Wednesday, May 6, 2015

Back to the Middle East for more Fishes


Some fish identified and labelled in English and Arabic by students.
Bill Ludt and I returned to the Middle East this April going back to Kuwait and adding Abu Dhabi to make our regional collections. Again, we had the wonderful LSU alum Dr. Jim Bishop host us.  Jim organized and had specimens waiting for us collected by Kuwaiti research vessels in advance of our arrival. We also were asked to present a five-day short course at the Kuwait Institute of Scientific Research (KISR) titled “Taxonomy and Identification of Fishes from the Arabian Gulf” – teaching this course allowed us to pay for this trip and make our collections which otherwise would have been impossible. Each morning we lectured from 9 to 11:30, and each afternoon we held two-hour labs. It was exhausting but fulfilling work, for both the instructors and students. In the lectures we covered topics ranging from taxonomy, systematics, and museum studies of fishes, to early explorers of the region (Jim’s section) and the geology of the Arabian Gulf (Bill’s section). In the lab we sorted the collections made in the previous weeks by a KISR research vessel, and the students learned to use keys and identification guides to put scientific names on each specimen. They also created their own characters to help with identification. There were 19 students in all, many of them from KISR but some coming from as far away as Oman and the United Arab Emirates. The first language of all the students was Arabic, and although they all spoke English, the language used in field guides can be quite obscure even to a native English speaker. My job was to help them understand the regional guides and to help them personalize their own guide to fishes from the region. I pointed out to them the oddity that an American was teaching them about their fishes, but LSU has one of the best recent collections of Persian Gulf fishes in the world (thanks to our past efforts). I also pressed upon them the need to create a reference collection of vouchered fishes somewhere in Kuwait. No natural history collection exists anywhere in the Arabian Peninsula (the nearest one is in Iran). I pointed out to them that if there is loss of species from an oil spill or climate change, that there is only institutional memory to make note of the shifting or declining diversity. A reference collection could help keep better track of the changing diversity.


Students seining in Kuwait Bay.                                                      Dissection of a butterflyray.
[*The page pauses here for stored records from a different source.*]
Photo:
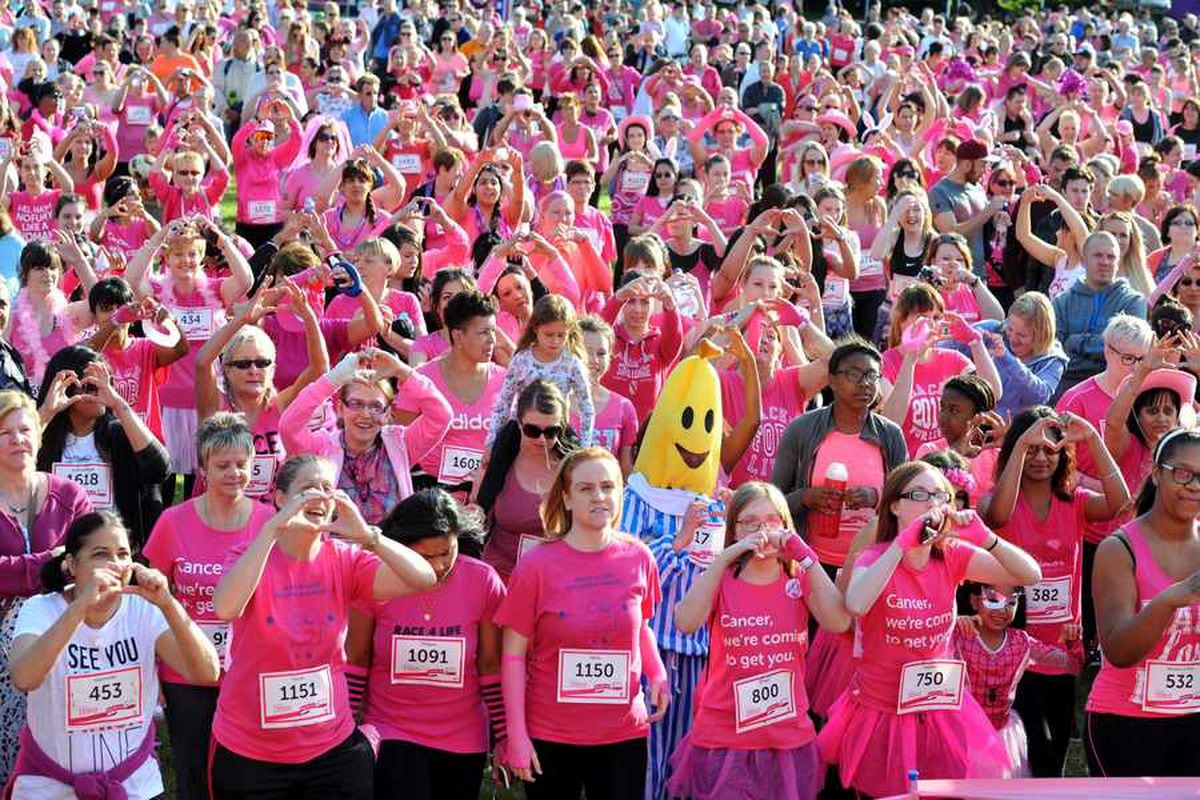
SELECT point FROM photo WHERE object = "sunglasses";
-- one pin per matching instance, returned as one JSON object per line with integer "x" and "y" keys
{"x": 246, "y": 364}
{"x": 537, "y": 432}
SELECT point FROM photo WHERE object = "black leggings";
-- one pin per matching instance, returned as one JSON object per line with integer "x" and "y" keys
{"x": 190, "y": 711}
{"x": 342, "y": 773}
{"x": 417, "y": 773}
{"x": 1135, "y": 746}
{"x": 1047, "y": 704}
{"x": 615, "y": 771}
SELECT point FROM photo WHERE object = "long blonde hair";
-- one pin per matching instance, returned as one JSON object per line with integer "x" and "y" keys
{"x": 556, "y": 519}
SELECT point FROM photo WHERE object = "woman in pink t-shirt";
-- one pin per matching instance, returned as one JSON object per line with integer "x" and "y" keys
{"x": 190, "y": 545}
{"x": 283, "y": 716}
{"x": 915, "y": 368}
{"x": 1147, "y": 613}
{"x": 435, "y": 659}
{"x": 577, "y": 642}
{"x": 245, "y": 356}
{"x": 751, "y": 735}
{"x": 1038, "y": 506}
{"x": 907, "y": 686}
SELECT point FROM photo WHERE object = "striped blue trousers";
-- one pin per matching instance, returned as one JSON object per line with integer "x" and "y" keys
{"x": 685, "y": 673}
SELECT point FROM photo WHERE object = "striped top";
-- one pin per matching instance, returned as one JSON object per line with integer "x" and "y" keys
{"x": 677, "y": 572}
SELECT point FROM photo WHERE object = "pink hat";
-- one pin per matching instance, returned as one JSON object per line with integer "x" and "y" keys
{"x": 840, "y": 120}
{"x": 636, "y": 119}
{"x": 1183, "y": 384}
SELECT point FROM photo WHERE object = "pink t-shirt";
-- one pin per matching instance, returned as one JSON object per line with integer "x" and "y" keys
{"x": 407, "y": 699}
{"x": 616, "y": 423}
{"x": 34, "y": 216}
{"x": 199, "y": 316}
{"x": 1056, "y": 545}
{"x": 963, "y": 302}
{"x": 192, "y": 555}
{"x": 911, "y": 620}
{"x": 583, "y": 612}
{"x": 864, "y": 464}
{"x": 285, "y": 698}
{"x": 753, "y": 695}
{"x": 921, "y": 423}
{"x": 463, "y": 443}
{"x": 137, "y": 378}
{"x": 781, "y": 402}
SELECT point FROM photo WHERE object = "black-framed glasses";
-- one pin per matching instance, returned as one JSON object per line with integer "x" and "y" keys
{"x": 861, "y": 377}
{"x": 1126, "y": 358}
{"x": 246, "y": 364}
{"x": 1183, "y": 476}
{"x": 923, "y": 495}
{"x": 537, "y": 432}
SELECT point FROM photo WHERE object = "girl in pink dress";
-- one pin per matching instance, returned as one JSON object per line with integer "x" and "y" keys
{"x": 1147, "y": 614}
{"x": 292, "y": 585}
{"x": 751, "y": 735}
{"x": 906, "y": 708}
{"x": 577, "y": 643}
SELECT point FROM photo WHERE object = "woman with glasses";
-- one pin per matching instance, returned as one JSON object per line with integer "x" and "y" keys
{"x": 1179, "y": 233}
{"x": 845, "y": 432}
{"x": 325, "y": 145}
{"x": 763, "y": 743}
{"x": 1039, "y": 506}
{"x": 1147, "y": 609}
{"x": 372, "y": 458}
{"x": 246, "y": 355}
{"x": 907, "y": 686}
{"x": 525, "y": 459}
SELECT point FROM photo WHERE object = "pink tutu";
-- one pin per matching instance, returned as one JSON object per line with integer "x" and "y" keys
{"x": 827, "y": 672}
{"x": 1017, "y": 745}
{"x": 703, "y": 774}
{"x": 874, "y": 750}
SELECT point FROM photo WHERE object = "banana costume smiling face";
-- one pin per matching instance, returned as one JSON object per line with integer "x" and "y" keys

            We went through nearly 100 species from the Gulf during the class. Bill and I brought back hundreds of specimens and tissue samples to LSU, many of which are new to collections (we sampled 100 different species last year). With Kuwait having only about 350 species, we now have many of those at LSU.
Early morning fish market.
The High Line at NYU Abu Dhabi.
            After the course was completed Bill and I flew to the United Arab Emirates to the newly built New York University, Abu Dhabi (NYU) campus. As a New Yorker I spent much of my teenage years loafing around lower Manhattan trying to decide what fun thing to do. The area around NYU was where all the cool college kids hung around and as an awkward high schooler it looked like paradise. Now as a grizzled, rapidly aging professor, NYU Abu Dhabi looked a lot like academic paradise. It was a relatively small campus (<25 buildings) but arranged in a beautiful way with the top floors connected by an overpass walkway that was a replica of the famous High Line in New York. The dorms, labs, and classrooms had an ultramodern design and it appeared that no expense was spared. No expense, it seemed, was ever spared in Abu Dhabi; buildings were being put up as fast as weeds in a Louisiana garden. We saw the sites of new Louvre and Guggenheim museums being built along with dozens of new skyscrapers. It was a sight to behold. We were hosted by the lab of Dr. John Bert an NYU faculty member who works on the local marine fauna (mostly corals). Each day Bill and I ventured out to the local fish market, which was luckily quite expansive, and got a fair sampling of the regional fauna (around 40 species) over the course of several days. One day we ventured out at 5am to see the fish come in and it was quite an amazing sight. There were many hundreds of groupers, butterfish, mackerel, and other important food fishes being auctioned off for sale throughout the region. Unfortunately for us, there was little bycatch (the left over unsold and undesirable fish that typically have a great diversity from which to sample). Many of the fishes being sold were caught by traps and so there is a limit to the range of species being collected. This limit may be good for the environment but not so great for a visiting ichthyologist. Bill and I spent our afternoons sorting, identifying and prepping the specimens, which we did in a beautiful shared molecular lab space. In past trips we are often stuck stinking up a hotel bathroom with formalin and rapidly decomposing fish; in this luxurious lab setting we wore fresh new white lab coats and prepped under a fume hood.
            Teaching the fish course and getting the collections from Abu Dhabi and Kuwait led Bill and I to come up with some pretty good ideas for additional research projects. We are again in discussions to return to the region for sometime next year. Stay tuned for more about our Middle Eastern adventures in the future.
Jim showing some beautiful fish plates from a historical regional book.
            None of this again would be possible without the help of Jim Bishop, who not only was extraordinary in his efforts to get us fish and the right connections throughout the region, but with his wife Ginni put us up at their home and fed us like we were part of their family. Thanks Jim and Ginni!